Карташев рассмеялся.
— Сошел с рельсов, сошел с ума, сошел с колеи жизни… Лечу под откос, а вы разговариваете со мной, как с путным. Я ведь теперь и сам не знаю, что через секунду сделаю и с собой и с вами. Иногда иду по улице и думаю: брошусь и начну всех, всех, как бешеная собака, кусать, пусть не я один пропадаю, пусть заразятся и другие.
— Если бы это говорил какой-нибудь купеческий, избалованный сынок… но человек с высшим образованием…
— Э, дядя, оставьте хоть образование: ходим вокруг да около, а к образованию ума и сердца, как говорил Леонид Николаевич, еще не приступали… Навоз времен мы все с нашим образованием…
— Так ломаешься… не знаешь уж, что и говоришь.
— Не то что ломаюсь, а изломан уж весь…
— Ну, брось же ты, Тёма, этот тон… Порядочный человек… ну, застрелится, а не будет же через час по столовой ложке…
— Порядочный? так я же и не порядочный…
—
Агусиньки! как маленький ребенок.— Ну, вот, ребенок?.. И все, что я говорю вам, одно ребячество?
— Ребячество.
— И ничего заслуживающего внимания нет в этом?
— Нет.
— По чистой совести и правде?
— Как люблю моего бога.
— Просто с жиру человек бесится?
— Только.
— И можно так жить?
— Можно…
— Душа без тела может жить?
— Может, конечно… на том свете одна же душа.
— А на этом тело без души? Ну, тогда, конечно, больше не о чем и говорить: вы убедили меня, и я хочу жить!.. И какой же скотиной я сделаюсь, дядя, только ахнете… Возьмите…
Карташев вынул револьвер.
— Ты хотел лишить себя жизни?
— Да.
— Давно ты его носишь?
— Третий месяц.
— Можешь смело носить и дольше, — сказал дядя, положив револьвер на стол.
Карташев покраснел.
— Это зло и справедливо, но это только показывает, как и вы презираете меня.
— Мой друг! честное слово — уважать не за что.
— Конечно… но вы даже не признаете, что я добрый человек.
— Я вижу злость, раздражение, вижу, если хочешь, сумасшедшего человека, вижу массу дурных задатков, но ничего доброго.
— Дядя, голубчик, — захохотал Карташев, — а полгода тому назад что вы говорили?
— Тогда так и было.
— Значит, через полгода я стал другим человеком?

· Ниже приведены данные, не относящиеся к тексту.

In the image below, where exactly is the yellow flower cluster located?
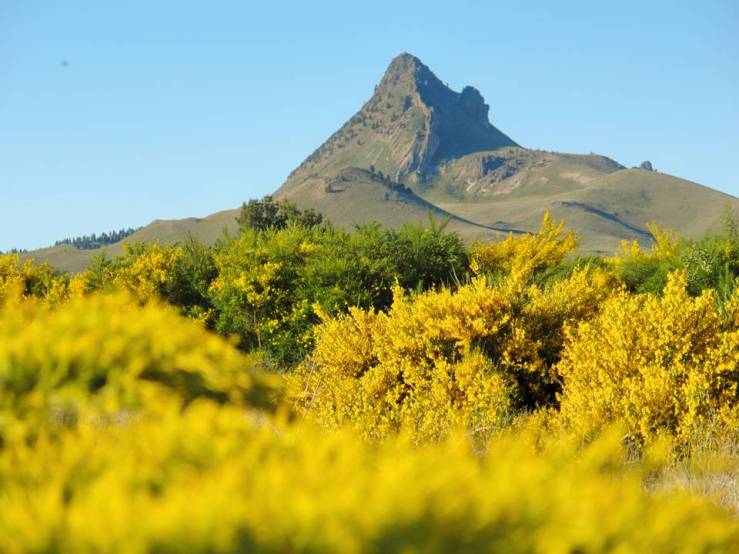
[0,293,273,442]
[471,212,577,281]
[111,243,182,302]
[291,271,610,440]
[0,401,739,554]
[558,273,739,443]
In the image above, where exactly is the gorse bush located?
[208,220,465,364]
[0,401,739,554]
[557,273,739,443]
[0,210,739,553]
[291,271,610,440]
[0,293,274,442]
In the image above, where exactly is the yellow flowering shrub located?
[470,212,577,281]
[290,271,610,440]
[0,401,739,554]
[111,242,182,302]
[0,254,68,304]
[0,293,280,440]
[557,272,739,442]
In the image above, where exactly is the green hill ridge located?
[20,53,739,271]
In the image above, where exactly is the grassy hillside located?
[438,169,739,254]
[23,209,238,272]
[20,54,739,271]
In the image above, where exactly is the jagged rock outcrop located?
[283,54,517,192]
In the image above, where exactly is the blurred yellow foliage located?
[0,401,739,554]
[0,293,275,441]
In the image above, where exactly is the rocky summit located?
[276,53,738,254]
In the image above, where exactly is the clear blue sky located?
[0,0,739,250]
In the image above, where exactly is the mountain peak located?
[286,53,517,188]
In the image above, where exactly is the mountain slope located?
[21,54,739,271]
[276,54,739,253]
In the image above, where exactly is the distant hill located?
[24,54,739,271]
[276,54,739,253]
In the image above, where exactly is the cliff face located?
[283,54,516,191]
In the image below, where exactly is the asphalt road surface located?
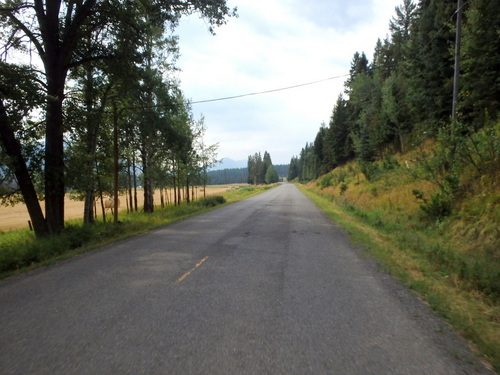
[0,184,489,375]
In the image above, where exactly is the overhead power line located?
[191,74,349,104]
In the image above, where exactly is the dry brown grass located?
[0,185,231,231]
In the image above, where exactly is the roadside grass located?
[298,163,500,372]
[0,185,274,279]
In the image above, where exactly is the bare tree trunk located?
[0,100,49,237]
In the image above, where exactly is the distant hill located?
[208,164,289,185]
[210,158,248,171]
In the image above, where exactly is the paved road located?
[0,185,488,375]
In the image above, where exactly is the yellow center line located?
[176,257,208,283]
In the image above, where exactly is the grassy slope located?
[300,149,500,371]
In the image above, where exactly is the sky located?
[176,0,402,164]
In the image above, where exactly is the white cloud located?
[177,0,399,164]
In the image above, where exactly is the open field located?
[0,185,238,231]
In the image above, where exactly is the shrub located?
[413,190,453,221]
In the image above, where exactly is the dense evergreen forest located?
[207,164,288,185]
[0,0,235,236]
[288,0,500,185]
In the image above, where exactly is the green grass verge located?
[0,185,275,279]
[298,185,500,372]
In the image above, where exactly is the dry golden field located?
[0,186,231,231]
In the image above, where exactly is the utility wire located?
[191,74,349,104]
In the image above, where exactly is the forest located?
[288,0,500,192]
[0,0,236,237]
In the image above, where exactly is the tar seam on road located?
[176,257,208,284]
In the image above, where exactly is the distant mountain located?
[209,158,248,171]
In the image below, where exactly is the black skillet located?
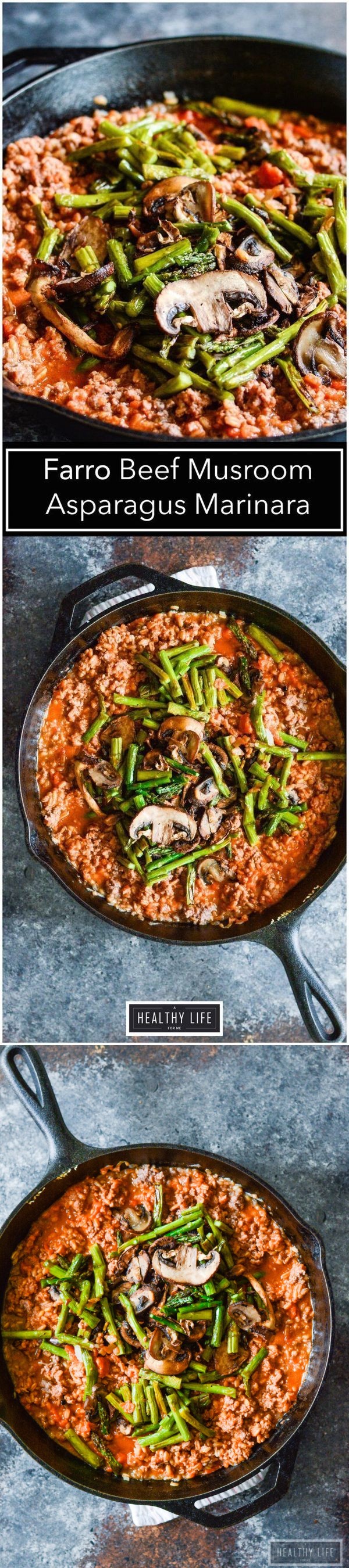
[0,1046,333,1529]
[17,561,346,1041]
[3,36,346,447]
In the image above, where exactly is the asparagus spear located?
[82,693,110,747]
[248,621,284,665]
[242,789,258,845]
[250,691,267,742]
[91,1242,107,1300]
[222,196,293,262]
[63,1427,101,1469]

— Что ж? это постоянно бывает.
— А не бывает так, что, когда поля засеют гнилыми семенами и бурьян начнет глушить их, говорят: не то сеяли? Ведь поле-то сеял не я.
— Да, ты святой: перед тобой только свечку зажечь… Экая же, ей-богу, подлость человеческой натуры!.. сам наделал гадостей и всех, всех обвиняет, кроме себя. Ей-богу, Тёма, в тебе нет даже гордости твоего рода.
— Ну, хорошо, гордость есть. Я согласен, что я круглый подлец: так отчего же вы мне не даете убраться к черту?
— Ах, Тёма, я уж болен, — в эти полчаса ты вымотал из меня всю душу. С тобой я сам сойду с ума. Делай что хочешь — стреляйся, вешайся, я еду домой!
Дядя, взбешенный, с налитым лицом, с глазами полными слез, схватился за шапку.
Карташев смутился.
— Ну, хорошо, едем к доктору.
— Слушай, Тёма, в последний раз говорю: ты все эти разговоры со мной брось… с меня как с козла молока — возьму и уеду.
— Только не пугайте. Не уедете: против мамы не пойдете! Оставьте! вы у нее под таким же башмаком, как и все мы. Приедете, и что ж? Что Тёма? И не для меня вы и приехали… а когда я вижу, что вам делается больно, мне и жаль… пожалуйста, не пугайте… поняли?
— Я понимаю, что ты сумасшедший и нагло пользуешься добротой своего дяди.
— Что правда, то правда… Ах, дядя, я теперь перед смертью хочу быть по существу: будьте по существу, и лучшего племянника вы никогда не найдете себе.